Fernando Becker, doutor em Psicologia Escolar e do Desenvolvimento Humano, se impressiona quando percebe que pouco do que as psicologias do século 20 estudaram em termos de desenvolvimento de aprendizagem foi levado para a realidade das escolas, e que o ensino atual é muito semelhante ao oferecido nos anos 1950. Para o especialista, que também é professor na Universidade Federal do Rio Grande do Sul (UFRGS), essa falta de renovação tem muito a ver com os problemas de desempenho dos estudantes nos processos seletivos.

— É espantoso que a escola seja um elefante branco que se isole das transformações sociais e tenha tanta dificuldade de assimilar transformações e modificar o seu projeto de ensino. Os professores entram na sala de aula e começam a falar sem conhecer as condições de aprendizagem daqueles alunos. O que acontece é que grande parte não se conecta com o que está sendo passado — analisa Becker.

Significados

A primeira pergunta a ser feita, de acordo com o docente, é o que tem significado para aquelas crianças. A resposta será diferente conforme a classe social do aluno, a idade, a geolocalização e tantas outras variáveis. A partir disso, é preciso desafiar as inteligências dos estudantes e mantê-los ativos.

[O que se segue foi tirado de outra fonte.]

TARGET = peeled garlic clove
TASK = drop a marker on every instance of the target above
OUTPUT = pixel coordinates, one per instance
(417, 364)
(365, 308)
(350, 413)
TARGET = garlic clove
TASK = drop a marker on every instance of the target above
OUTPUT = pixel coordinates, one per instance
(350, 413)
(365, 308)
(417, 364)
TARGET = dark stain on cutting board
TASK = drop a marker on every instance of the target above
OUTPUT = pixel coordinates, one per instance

— A construção do conhecimento envolve atividade, e não passividade. Mas o que acontece em sala de aula? Em larga escala, a exigência da passividade. Tem que ficar quieto, em silêncio. Só que é falando que se organiza a vida e o conhecimento — orienta o professor, que considera que criar ambientes onde os alunos falem entre si e com os educadores é fundamental em qualquer disciplina.

Becker salienta que o letramento é uma revolução cerebral, e que, no caso do ensino da Língua Portuguesa, é lendo e escrevendo que se aprende a gramática, e não com aulas sobre regras gramaticais desligadas do sentido. Entretanto, mesmo ao se oferecer uma leitura para o estudante, é importante escolher bem qual será:

— O que faz sentido para um adolescente de 12 anos ler? As escolas vêm com Dom Casmurro, invariavelmente. Isso é dar saltos qualitativos que os alunos ainda não deram, e aí os professores falam com as paredes. Os alunos acabam pegando resumos do livro na internet e simplesmente não leem.

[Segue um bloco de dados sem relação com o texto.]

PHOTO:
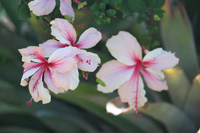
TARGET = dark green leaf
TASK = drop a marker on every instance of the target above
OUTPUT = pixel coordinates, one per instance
(137, 5)
(23, 11)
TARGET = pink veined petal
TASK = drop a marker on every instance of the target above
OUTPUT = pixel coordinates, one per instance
(154, 79)
(62, 60)
(63, 65)
(68, 80)
(89, 38)
(66, 8)
(125, 48)
(50, 46)
(160, 59)
(49, 82)
(114, 74)
(31, 53)
(42, 7)
(88, 61)
(66, 52)
(133, 92)
(36, 88)
(63, 31)
(29, 70)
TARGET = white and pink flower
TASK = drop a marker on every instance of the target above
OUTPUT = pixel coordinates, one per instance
(63, 31)
(60, 72)
(124, 73)
(45, 7)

Histórias em quadrinhos, textos sobre dinossauros ou outros assuntos pelos quais a turma se interesse pode ser um bom ponto de partida. Dele, aos poucos, os professores podem desafiar seus alunos a ir além.

— A escola tem exatamente a função de desafiar, mas erra toda vez que começa de um lugar onde o aluno não está — pondera Becker.